Komplexes Bonussystem

Geplant war das so nicht, denn die Zukunft des Stroms sollte grün sein. Nicht mit Wirkungsgraden von 43%, sondern mit mindestens über neun Zehntel des Brennstoffes sollten Licht, Kraft oder Wärme gewandelt werden – und das möglichst dezentral, weil nur so der Bau neuer Leitungen finanzierbar und Bürgersinn oder -wut besänftigt werden kann.

Ideen gab und gibt es dabei zuhauf, von der eigenversorgten ländlichen Gemeinde, Nahwärme-Netzen für Dörfer und Wohngebiete bis hin zu Contracting-Modellen für Krankenhäuser oder Schwimmbäder. Und mancher Eigenheimbesitzer hat auch schon die notwendigen 20- oder 30.000€ investiert und sich sein Mikro-Kraftwerk in den Keller stellen lassen. Überall dort rattern Gasmotoren, die Wärme liefern und Strom in das Netz einspeisen.

Es ist wie mit der Energiewende: Viele mehr oder weniger gute Ansätze, aber kein System und oft hohe Kosten. Die Leistung der Anlagen reicht von weniger als 20kW bis hin zu – in Deutschland häufig – 2MW. Denn wer darüber hinaus geht, bekommt Probleme mit dem hochkomplexen Bonussystem für den KWK-Strom, den der Staat garantiert und Otto Normalkunde über eine Umlage finanziert. Biogasmotoren sind sogar recht oft nur 500kW stark, das ist die Grenze für ›privilegierte Anlagen‹.

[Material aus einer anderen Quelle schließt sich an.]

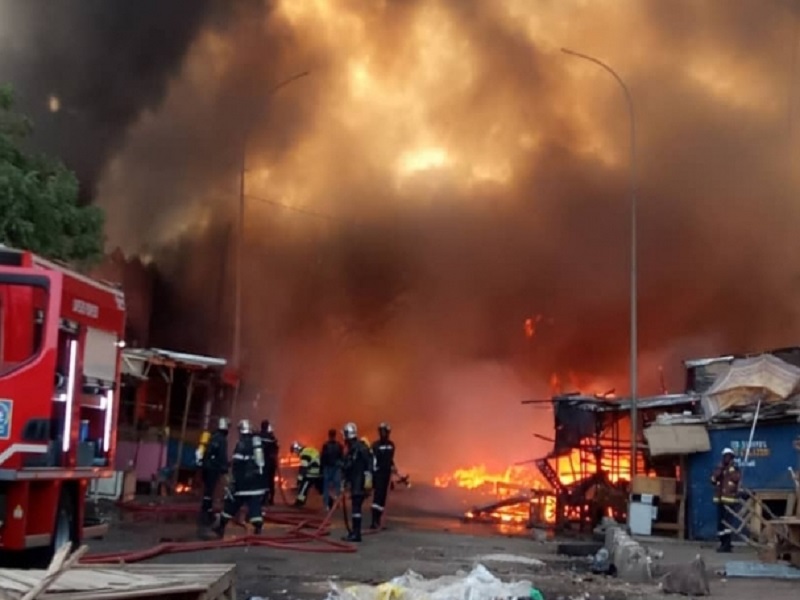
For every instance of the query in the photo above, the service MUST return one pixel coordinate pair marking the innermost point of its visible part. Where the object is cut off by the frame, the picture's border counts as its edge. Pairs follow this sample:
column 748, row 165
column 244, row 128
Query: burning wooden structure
column 588, row 472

Diese Minileistungen machen den Kohl nicht fett, könnte man denken. Zumindest scheinen das die deutschen Statistiker zu tun, die sich bislang nicht durchringen konnten, Verlässliches zu den bereits installierten Kapazitäten zu ermitteln. Der BDEW weiß nicht, was für Potenziale inzwischen genutzt werden könnten, das Bundesministerium für Wirtschaft auch nicht – obwohl dort die Kosten für die Umlage ermittelt werden. Dort verweist man auf die sogenannte Kraftwerksliste der Bundesnetzagentur, die sämtliche Anlagen auflistet und nach diversen Kriterien – etwa Bundesland, Baujahr Leistung oder Erzeugungsart – differenziert betrachten lässt.

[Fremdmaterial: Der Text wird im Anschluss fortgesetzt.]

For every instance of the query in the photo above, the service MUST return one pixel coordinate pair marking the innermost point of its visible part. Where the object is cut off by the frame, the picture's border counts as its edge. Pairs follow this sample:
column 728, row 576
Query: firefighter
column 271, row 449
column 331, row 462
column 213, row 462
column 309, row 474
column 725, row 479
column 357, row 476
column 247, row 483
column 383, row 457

Statistik unter neuen Zeichen

Inklusive einiger stillgelegter Kraftwerke kommt die lange Excel-Liste auf 1.561 Positionen, mit inbegriffen Wind- und Solarenergie. Kleine BHKW kommen dort fast gar nicht vor, sie werden nur summarisch erfasst. Auch Industrieanlagen fehlen, da sie in der Regel nicht dem EEG unterliegen. Die Liste kommt auf eine installierte Leistung von insgesamt rund 174GW zum Jahresende 2012, davon knapp 75GW von Anlagen aus dem Bereich der Erneuerbaren. Für Erdgas lautet der Wert 19,2GW – welches allerdings überwiegend Großanlagen sind.

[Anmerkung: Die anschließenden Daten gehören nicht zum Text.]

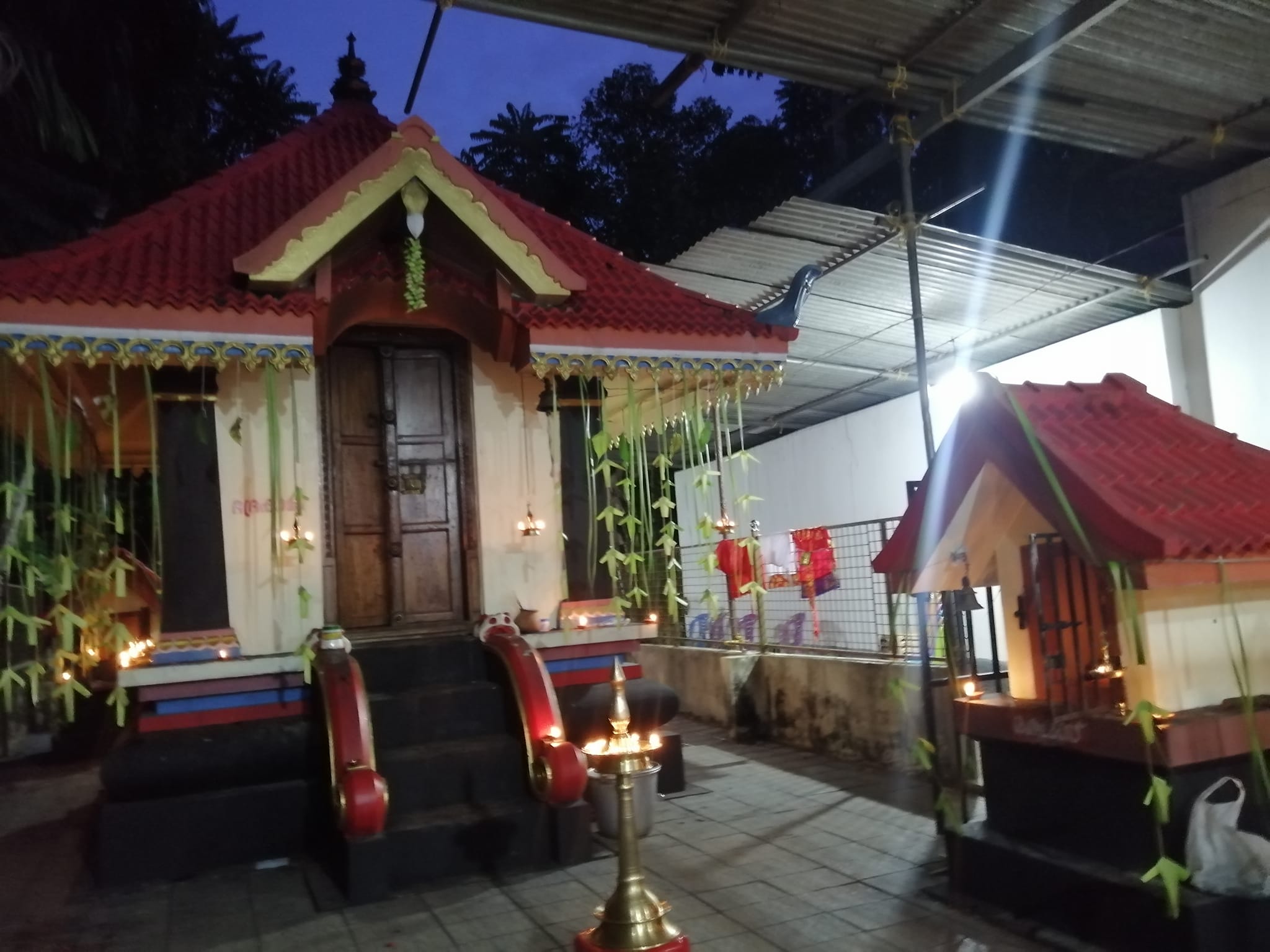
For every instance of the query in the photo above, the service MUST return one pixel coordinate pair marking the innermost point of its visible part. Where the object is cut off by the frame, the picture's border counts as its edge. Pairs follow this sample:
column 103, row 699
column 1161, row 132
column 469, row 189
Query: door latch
column 412, row 479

Wenn künftig verstärkt die Selbstvermarktung oder der Eigenverbrauch in den Fokus rücken, dürfte diese Form der Statistik sich rasch von den Realitäten entfernen. Eine weitere umfassende Liste präsentiert das Bundesamt für Wirtschaft und Ausfuhrkontrolle (BAFA), das tatsächlich sämtliche KWK-Anlagen auflistet. Allerdings sind diese hier nicht mit ihrer tatsächlichen Leistung, sondern nur nach den Größenklassen erfasst.

Wachsende Probleme

Selbst der Bundesverband Kraft-Wärme-Kopplung hat weder Zahl noch Größenordnung zu vermelden, obwohl das doch eigentlich ein Kernthema für die Lobbyisten sein sollte. Immerhin weiß man, dass rund 16% der Stromerzeugung in Deutschland mit der Kraft-Wärme-Kopplung erfolgt.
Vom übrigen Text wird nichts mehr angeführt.